Which brings us to (working title) Brewing the World's Classic Styles; Advice From the Professionals (Storey). [Update. new title, The Secrets of Master Brewers] I've been partnering with some of my favorite breweries from around the world to discuss the way they brew classic beers. Brewers like:
- John Boyle at Mighty Oak (mild)
- Hans-Peter Drexler at Schneider (weissbier)
- John Keeling at Fuller's (strong bitter)
- Phil Leinhart at Ommegang (witbier)
- Peter Mosley at Porterhouse (Irish stout)
- Matthias Richter at Bayerischer Bahnhof (gose)
- Daniel Thiriez at Thiriez (rustic French ales)
- Ben Edmunds at Breakside (hoppy American ales)

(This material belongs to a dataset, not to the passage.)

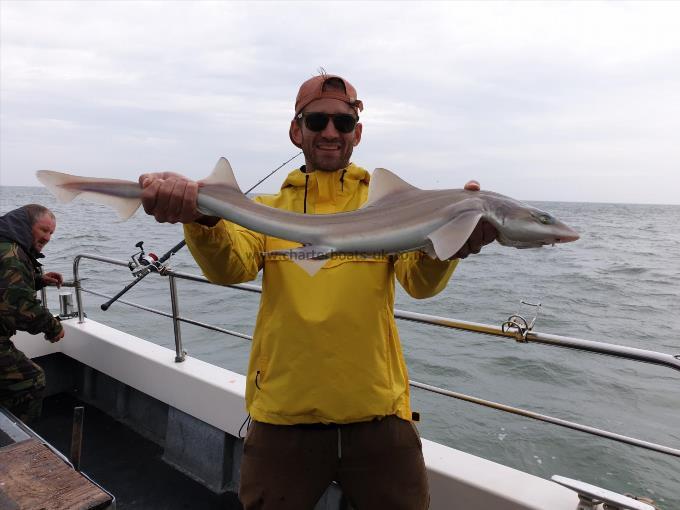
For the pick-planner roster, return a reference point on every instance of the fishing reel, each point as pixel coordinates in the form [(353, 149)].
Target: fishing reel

Each chapter will contain an overview of the style and brewing tradition. It will include basic instructions for ingredients and formulation of a typical recipe (not necessarily the brewery's own), with "next steps" for how to riff on the theme, and "deep cuts" for the truly avid homebrewer (parti-gyle brewing, making your own invert sugar, home casking, open fermentation, kettle souring, and so on). In many chapters I've got advice from other brewers that make these kinds of beers as well, so the overall effect--I hope--will be like having a resource library of the techniques of the world's great brewers.
|Beer ethnography in action at Samuel Smith's in Tadcaster.|
I've already kicked off "Science Lab Fridays," wherein I test out some of these techniques so I can write sensibly about them. (You'll be very delighted to learn I'm not pretending to be a master homebrewer--I'm more like a beer ethnographer.) It's already been quite a blast, and I've learned a ton. I hope that when it's done, you will, too.
No doubt I'll reference this over the coming months. It's due December 1, and I've got a book tour starting sometime in August, so I'll be cranking away especially through the next quarter-year.